# General Mechanics/Cross Product

There are two ways to multiply two vectors together, the dot product and the cross product. We have already studied the dot product of two vectors, which results in a scalar or single number.

The cross product of two vectors results in a third vector, and is written symbolically as follows:

${\displaystyle \mathbf {A} \times \mathbf {B} }$

The cross product of two vectors is defined to be perpendicular to the plane defined by these vectors. However, this doesn't tell us whether the resulting vector points upward out of the plane or downward. This ambiguity is resolved using the right-hand rule:

1. Point the uncurled fingers of your right hand along the direction of the first vector A.
2. Rotate your arm until you can curl your fingers in the direction of the second vector B.
3. Your stretched out thumb now points in the direction of the cross product vector A×B.
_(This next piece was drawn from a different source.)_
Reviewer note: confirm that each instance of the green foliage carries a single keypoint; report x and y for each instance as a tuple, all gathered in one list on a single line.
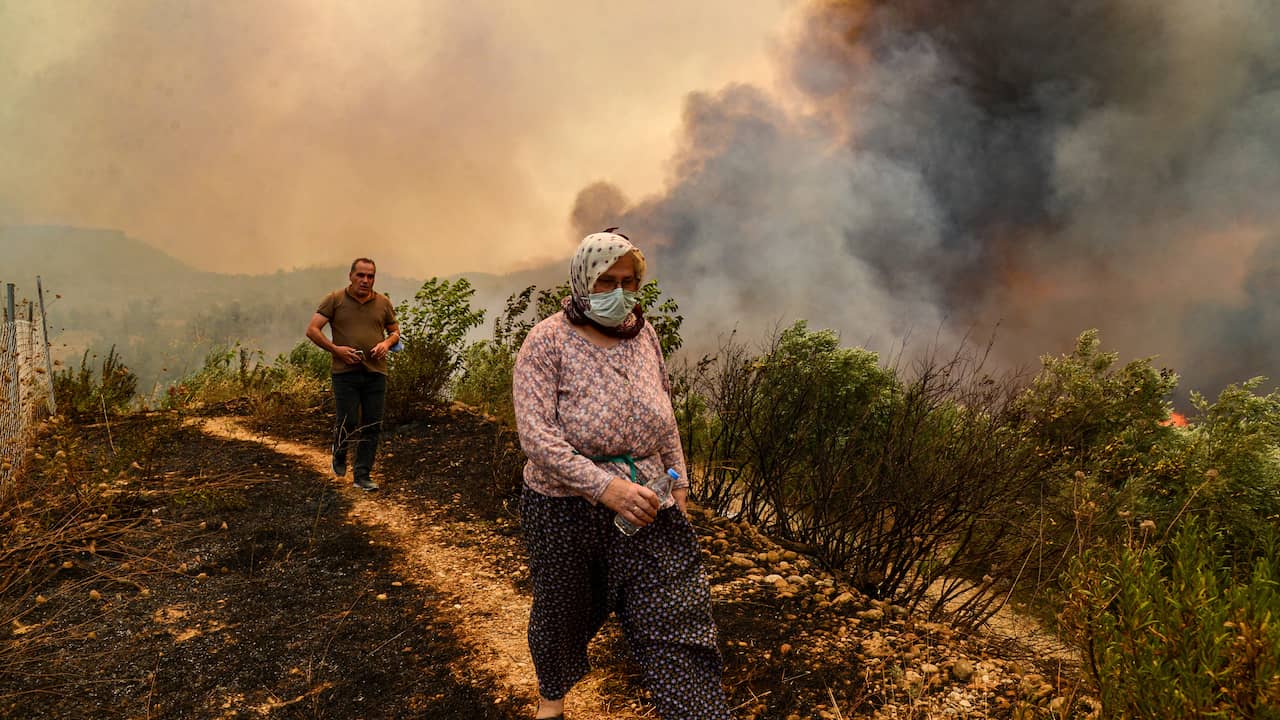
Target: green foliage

The magnitude of the cross product is given by

${\displaystyle |\mathbf {A} \times \mathbf {B} |=|\mathbf {A} ||\mathbf {B} |\sin \theta }$

where |A| and |B| are the magnitudes of A and B, and θ is the angle between these two vectors. Note that the magnitude of the cross product is zero when the vectors are parallel or anti-parallel, and maximum when they are perpendicular. This contrasts with the dot product, which is maximum for parallel vectors and zero for perpendicular vectors.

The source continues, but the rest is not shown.